MTHFR Basics from Dr Erlich

There is much confusion about MTHFR genetic mutations. While a source of much research, conventional medicine remains unable to agree on its clinical significance. Consequently the MAJORITY of people unknowingly carry a genetic mutation that can contribute to significant health issues – health issues that can be minimized by just taking a couple inexpensive B vitamins.

I am a holistic pediatrician and, for the past 2 years, I have tested almost every one of my pediatric patients for the MTHFR mutations. Over this time, I have found the majority of my patients (about 75%) have at least a single MTHFR mutation and upwards of 40% of my patients have a double mutation (either heterozygous (one of each) A1298C & C677T, homozygous (two) C677T or homozygous A1298C). The other doctors in my office also find similar percentages amongst their adult patients. Many research journals confirm similar frequencies, but often only test one or the other mutations. So this is a very common mutation – don’t let anyone convince you otherwise.

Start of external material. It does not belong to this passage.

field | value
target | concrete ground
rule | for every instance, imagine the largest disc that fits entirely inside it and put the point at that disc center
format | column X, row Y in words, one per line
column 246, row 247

What does the MTHFR mutation do? Having a MTHFR mutation means that the enzyme that converts folic acid into it’s activated form (5-MTHF) acts sluggishly. Having two defects at the same point makes it more sluggish than just having one. As taught in basic chemistry, enzymes are the “rate limiting factor” to any biochemical reaction. Thus when an enzyme is sluggish, the biochemical reaction that relies upon it occurs slower than it should. When one pathway is working slower than others, the other pathways that depend upon it either back up or find a detour to shunt their excess product. Similar to what you may see on a highway, detour pathways are usually not as efficient, using more energy (ATP), and are prone to back ups, often causing new problems to be managed.

The MTHFR enzyme metabolizes folic acid into 5-MTHF, needed to combine with homocysteine to break it down and to facilitate methylation processes in the body. Thus, what is often seen with MTHFR mutations are: elevated homocysteine levels and defective methylation.* High homocysteine is associated with increased heart disease risk, strokes and blood clots. When the MTHFR mutation is correctly supported through vitamin supplementation (nutritionally bypassing the mutated enzyme and redirecting the pathway with B12 and sometimes P5P), homocysteine levels decrease, often quickly and dramatically, and patients see results clinically.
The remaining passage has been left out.